Sherlock, shoveling Chinese food from a carton with split-pine chopsticks, shook his head. "Other way around." He popped another piece of General Tso's into his mouth. Only when he had swallowed did he give a crooked grin and add, "I believe I'm a _legacy_, of sorts... though neither my brother nor Lestrade will admit it."

"A legacy?" John frowned, chasing a baby corn cob around his own carton of mu gu gai pan. "Mycroft''s not dead, yet." He waited for the inevitable Holy Grail quote—but Sherlock wasn't as culturally dependable as most of his generation.
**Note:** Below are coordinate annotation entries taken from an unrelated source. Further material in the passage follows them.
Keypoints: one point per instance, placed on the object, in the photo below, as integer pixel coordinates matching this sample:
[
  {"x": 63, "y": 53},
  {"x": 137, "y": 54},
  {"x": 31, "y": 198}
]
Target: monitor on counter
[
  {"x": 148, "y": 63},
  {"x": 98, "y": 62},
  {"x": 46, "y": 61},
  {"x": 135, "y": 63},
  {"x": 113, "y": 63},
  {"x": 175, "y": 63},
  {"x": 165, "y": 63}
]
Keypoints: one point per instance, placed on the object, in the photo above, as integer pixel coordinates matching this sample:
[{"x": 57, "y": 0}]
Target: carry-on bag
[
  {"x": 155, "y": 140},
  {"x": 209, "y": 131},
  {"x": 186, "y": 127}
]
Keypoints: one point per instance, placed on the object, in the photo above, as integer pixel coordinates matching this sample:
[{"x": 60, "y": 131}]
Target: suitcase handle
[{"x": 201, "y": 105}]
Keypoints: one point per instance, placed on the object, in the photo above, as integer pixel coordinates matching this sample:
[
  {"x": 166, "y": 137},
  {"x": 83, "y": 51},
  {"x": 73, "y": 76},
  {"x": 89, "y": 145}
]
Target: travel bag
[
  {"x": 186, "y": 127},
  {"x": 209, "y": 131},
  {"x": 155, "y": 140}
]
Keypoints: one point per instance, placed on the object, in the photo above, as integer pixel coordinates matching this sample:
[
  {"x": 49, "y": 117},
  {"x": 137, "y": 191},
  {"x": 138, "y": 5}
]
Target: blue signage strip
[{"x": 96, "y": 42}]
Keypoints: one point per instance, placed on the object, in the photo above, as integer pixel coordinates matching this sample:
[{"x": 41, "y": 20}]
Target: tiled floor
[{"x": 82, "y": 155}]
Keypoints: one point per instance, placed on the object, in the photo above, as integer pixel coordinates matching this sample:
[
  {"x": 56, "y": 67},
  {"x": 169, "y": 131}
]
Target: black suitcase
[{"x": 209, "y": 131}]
"It sounds better than a going-away-present," Sherlock said, conceding the point. "I believe they were partners for some years, with Mycroft training under Greg when he first began in the secret service. But Mycroft became involved in higher and higher levels of analytical and bureaucratic work, and I have concluded that Greg was the perfect choice for an embed position in the Met—and getting a bit old for straight field work.'"

John sat up, scowling. "Wait. What? A moment, please. Greg's..."

Sherlock's brows raised, and he gave the sort of supercilious smirk he and his brother had honed to perfection. "Greg's what?"

Like he didn't know, John thought, a bit sourly. Sharp enough to cut himself, that was Sherlock. "Lestrade's MI5?"

Sherlock rolled his eyes, discarded his empty carton with a careless flip of the wrist, and rummaged around for the bag of eggrolls. "You really don't pay attention, do you? There's a reason I accused him of being my handler. For all practical purposes, he is. I am... well. Depending on when you ask Mycroft, I'm either a British asset or one of the 'usual suspects.' Either way, the security agencies like to keep an eye on me. _Et voilá_! Mycroft pulled Lestrade out of his hat: already embedded in the Met, and doing work in my field. I'm sure Mycroft considered it a near-miraculous convenience, and passed me on like a hot potato to his old mentor."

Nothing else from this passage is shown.